L'indagine è legata al materiale che la polizia postale ha trovato sul cellulare e sul computer dell'uomo. Nelle immagini sono chiari i riferimenti all'attività jihadista. L'uomo viveva nel savonese ed era stato arrestato insieme al fratello in una inchiesta della procura distrettuale antiterrorismo di Genova.

In particolare sullo smartphone di Mezouari è stata trovata una foto di un uomo che indossa una cintura da cui escono alcuni cavi elettrici, come una sorta di cintura esplosiva. Nell'immagine si vede solo l'addome e non il volto del soggetto.

Sul profilo Facebook, invece, sono stati pubblicati due video ritenuti interessanti dagli inquirenti. In uno si vede uno jihadista che parla in arabo e poi incendia tre fantocci. Nell'altro, definito come ambiguo, si vede un aereo che rappresenta il ramadan, il mese di preghiera e digiuno per i musulmani, effettuare un viaggio in cui vengono fatti vedere ai passeggeri i monumenti simboli delle maggiori capitali europee e non solo: dalla Torre Eiffel al Colosseo, passando per le piramidi d'Egitto. Gli inquirenti stanno adesso esaminando cellulari e computer del fratello dell'indagato, Rafik, anche lui arrestato nella stessa operazione per reati legati agli stupefacenti.

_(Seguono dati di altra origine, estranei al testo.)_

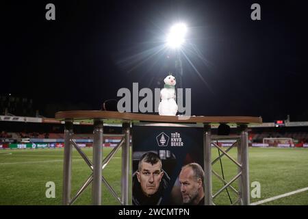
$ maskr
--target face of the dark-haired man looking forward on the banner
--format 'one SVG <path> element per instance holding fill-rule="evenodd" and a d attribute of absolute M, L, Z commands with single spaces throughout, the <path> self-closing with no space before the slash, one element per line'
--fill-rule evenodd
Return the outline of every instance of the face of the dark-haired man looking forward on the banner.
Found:
<path fill-rule="evenodd" d="M 137 172 L 137 178 L 140 182 L 142 192 L 146 196 L 151 196 L 157 192 L 159 183 L 162 180 L 164 172 L 161 171 L 161 163 L 150 164 L 142 162 L 140 172 Z"/>

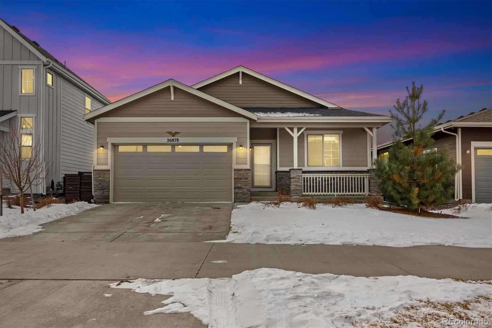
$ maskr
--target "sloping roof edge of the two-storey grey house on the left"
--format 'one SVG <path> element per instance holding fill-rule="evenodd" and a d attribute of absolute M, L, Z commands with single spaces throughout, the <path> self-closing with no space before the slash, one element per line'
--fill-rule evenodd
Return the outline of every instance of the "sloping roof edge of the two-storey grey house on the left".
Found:
<path fill-rule="evenodd" d="M 99 100 L 101 100 L 103 103 L 105 103 L 105 104 L 111 103 L 111 101 L 108 98 L 104 97 L 104 95 L 102 95 L 100 92 L 98 92 L 89 83 L 84 81 L 83 78 L 81 78 L 79 75 L 75 74 L 75 72 L 73 72 L 70 68 L 68 68 L 67 66 L 62 64 L 62 62 L 60 62 L 58 59 L 56 59 L 55 56 L 53 56 L 46 49 L 41 47 L 39 45 L 39 43 L 31 40 L 28 36 L 21 33 L 21 31 L 17 27 L 8 24 L 7 22 L 5 22 L 1 18 L 0 18 L 0 26 L 3 27 L 5 30 L 7 30 L 10 34 L 12 34 L 22 44 L 24 44 L 29 50 L 31 50 L 43 62 L 52 64 L 55 69 L 65 73 L 69 79 L 76 82 L 82 88 L 86 89 L 89 93 L 91 93 L 94 96 L 96 96 L 97 98 L 99 98 Z"/>

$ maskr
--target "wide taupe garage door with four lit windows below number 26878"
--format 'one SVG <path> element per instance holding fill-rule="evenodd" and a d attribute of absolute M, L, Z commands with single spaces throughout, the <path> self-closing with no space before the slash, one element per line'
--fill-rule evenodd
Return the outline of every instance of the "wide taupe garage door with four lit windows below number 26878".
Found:
<path fill-rule="evenodd" d="M 231 145 L 116 145 L 113 201 L 232 201 Z"/>

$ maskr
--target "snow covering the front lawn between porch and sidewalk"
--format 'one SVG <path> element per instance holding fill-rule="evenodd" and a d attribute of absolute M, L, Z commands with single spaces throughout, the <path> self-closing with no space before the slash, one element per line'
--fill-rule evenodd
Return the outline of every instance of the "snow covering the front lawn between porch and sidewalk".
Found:
<path fill-rule="evenodd" d="M 344 207 L 297 203 L 280 207 L 239 205 L 226 240 L 263 244 L 336 244 L 409 247 L 416 245 L 492 246 L 492 212 L 477 204 L 459 214 L 469 219 L 435 219 L 380 211 L 365 204 Z"/>

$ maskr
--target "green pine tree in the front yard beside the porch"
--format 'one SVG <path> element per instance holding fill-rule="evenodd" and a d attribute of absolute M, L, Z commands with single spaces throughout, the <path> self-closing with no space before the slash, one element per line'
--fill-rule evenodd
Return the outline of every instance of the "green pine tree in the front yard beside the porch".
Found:
<path fill-rule="evenodd" d="M 451 199 L 454 193 L 451 179 L 460 167 L 449 158 L 447 146 L 439 152 L 423 152 L 431 146 L 433 128 L 445 111 L 421 128 L 419 122 L 429 110 L 427 100 L 420 101 L 424 87 L 416 88 L 412 82 L 412 88 L 406 90 L 408 95 L 403 101 L 397 99 L 396 113 L 390 110 L 390 114 L 394 119 L 394 136 L 400 140 L 412 139 L 407 144 L 396 140 L 388 151 L 387 163 L 375 161 L 375 174 L 380 179 L 379 189 L 386 201 L 420 210 Z"/>

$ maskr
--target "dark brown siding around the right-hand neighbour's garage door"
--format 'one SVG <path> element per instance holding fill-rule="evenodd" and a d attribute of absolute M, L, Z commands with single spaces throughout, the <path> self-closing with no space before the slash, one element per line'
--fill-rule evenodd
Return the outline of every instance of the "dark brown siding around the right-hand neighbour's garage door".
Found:
<path fill-rule="evenodd" d="M 462 169 L 462 184 L 463 184 L 463 199 L 471 199 L 471 142 L 472 141 L 492 141 L 491 128 L 461 128 L 461 164 Z M 470 154 L 466 154 L 465 150 L 470 150 Z"/>

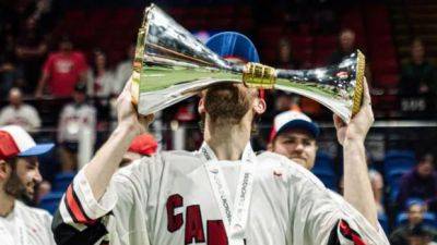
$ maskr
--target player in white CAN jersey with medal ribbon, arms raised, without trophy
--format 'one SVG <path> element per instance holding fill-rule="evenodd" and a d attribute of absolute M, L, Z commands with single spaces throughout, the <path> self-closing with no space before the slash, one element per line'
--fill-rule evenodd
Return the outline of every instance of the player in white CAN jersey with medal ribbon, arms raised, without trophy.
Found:
<path fill-rule="evenodd" d="M 237 39 L 226 44 L 240 47 Z M 202 93 L 199 151 L 162 151 L 116 172 L 132 138 L 153 119 L 137 114 L 130 89 L 128 82 L 118 98 L 117 128 L 59 206 L 52 224 L 58 244 L 389 244 L 373 203 L 357 211 L 285 157 L 255 155 L 252 121 L 265 102 L 243 84 Z M 371 112 L 369 103 L 365 86 L 362 111 Z M 371 121 L 355 133 L 364 138 Z M 358 148 L 345 158 L 362 160 Z M 349 201 L 371 196 L 367 172 L 357 167 L 347 174 L 356 191 Z"/>

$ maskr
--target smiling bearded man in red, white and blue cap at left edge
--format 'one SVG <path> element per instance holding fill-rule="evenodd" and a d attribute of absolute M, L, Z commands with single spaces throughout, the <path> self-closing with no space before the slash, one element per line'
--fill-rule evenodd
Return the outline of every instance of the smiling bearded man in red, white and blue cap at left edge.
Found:
<path fill-rule="evenodd" d="M 51 216 L 31 208 L 23 199 L 33 199 L 35 185 L 42 182 L 37 156 L 54 144 L 35 144 L 22 127 L 0 127 L 0 243 L 2 245 L 55 244 Z"/>

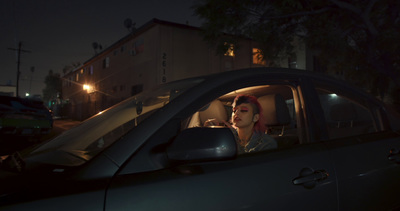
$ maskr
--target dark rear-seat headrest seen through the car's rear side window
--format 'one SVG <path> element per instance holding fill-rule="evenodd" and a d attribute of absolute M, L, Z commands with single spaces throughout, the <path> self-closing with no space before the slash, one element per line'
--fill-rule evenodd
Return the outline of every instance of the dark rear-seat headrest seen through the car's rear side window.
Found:
<path fill-rule="evenodd" d="M 331 107 L 330 117 L 334 121 L 351 121 L 357 118 L 357 112 L 351 103 L 339 103 Z"/>

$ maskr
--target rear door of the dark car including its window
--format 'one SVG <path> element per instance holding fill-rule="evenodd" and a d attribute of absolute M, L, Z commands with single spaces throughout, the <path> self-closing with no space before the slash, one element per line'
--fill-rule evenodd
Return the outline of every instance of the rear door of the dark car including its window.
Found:
<path fill-rule="evenodd" d="M 369 98 L 316 84 L 338 178 L 339 210 L 400 208 L 400 135 Z"/>

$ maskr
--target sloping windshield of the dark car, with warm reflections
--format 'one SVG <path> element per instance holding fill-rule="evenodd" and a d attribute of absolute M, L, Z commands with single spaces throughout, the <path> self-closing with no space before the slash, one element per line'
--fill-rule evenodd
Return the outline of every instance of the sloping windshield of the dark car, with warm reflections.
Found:
<path fill-rule="evenodd" d="M 40 156 L 43 158 L 39 159 L 40 162 L 44 163 L 66 166 L 83 164 L 135 128 L 154 111 L 201 81 L 177 81 L 133 96 L 41 145 L 30 155 L 47 154 Z"/>

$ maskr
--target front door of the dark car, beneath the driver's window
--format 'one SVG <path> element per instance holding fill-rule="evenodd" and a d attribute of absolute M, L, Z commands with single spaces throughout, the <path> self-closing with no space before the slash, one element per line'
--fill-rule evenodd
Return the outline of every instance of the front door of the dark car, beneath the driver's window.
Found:
<path fill-rule="evenodd" d="M 304 108 L 299 102 L 295 106 Z M 181 117 L 191 112 L 168 121 L 124 165 L 108 188 L 105 210 L 337 210 L 336 175 L 324 143 L 305 140 L 230 160 L 166 164 L 167 142 L 179 137 Z"/>

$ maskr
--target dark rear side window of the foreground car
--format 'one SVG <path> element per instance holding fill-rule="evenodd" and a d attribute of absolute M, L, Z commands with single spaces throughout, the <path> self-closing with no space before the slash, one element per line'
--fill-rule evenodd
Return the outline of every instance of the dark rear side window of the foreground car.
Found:
<path fill-rule="evenodd" d="M 372 112 L 350 96 L 317 89 L 330 139 L 376 132 Z"/>

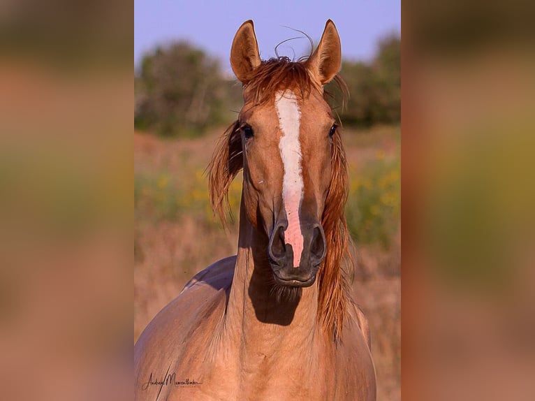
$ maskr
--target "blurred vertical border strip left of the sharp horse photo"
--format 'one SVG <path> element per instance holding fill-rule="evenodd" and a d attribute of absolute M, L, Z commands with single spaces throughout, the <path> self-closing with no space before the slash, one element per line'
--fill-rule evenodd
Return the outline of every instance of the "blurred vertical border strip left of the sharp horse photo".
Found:
<path fill-rule="evenodd" d="M 132 9 L 0 3 L 3 400 L 131 399 Z"/>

Davanti al gip di Savona Emilio Fois, che lo ha interrogato per la convalida dell'arresto, Abdelfettah Mezouari ha ammesso di avere ceduto droga qualche volta. Il fratello Refik, 30 anni, ha invece detto di non avere mai ceduto droga a nessuno. Il gip ha convalidato l'arresto ma si è riservato di decidere sulla eventuale scarcerazione o attenuazione della misura cautelare o per la conferma della detenzione in cella.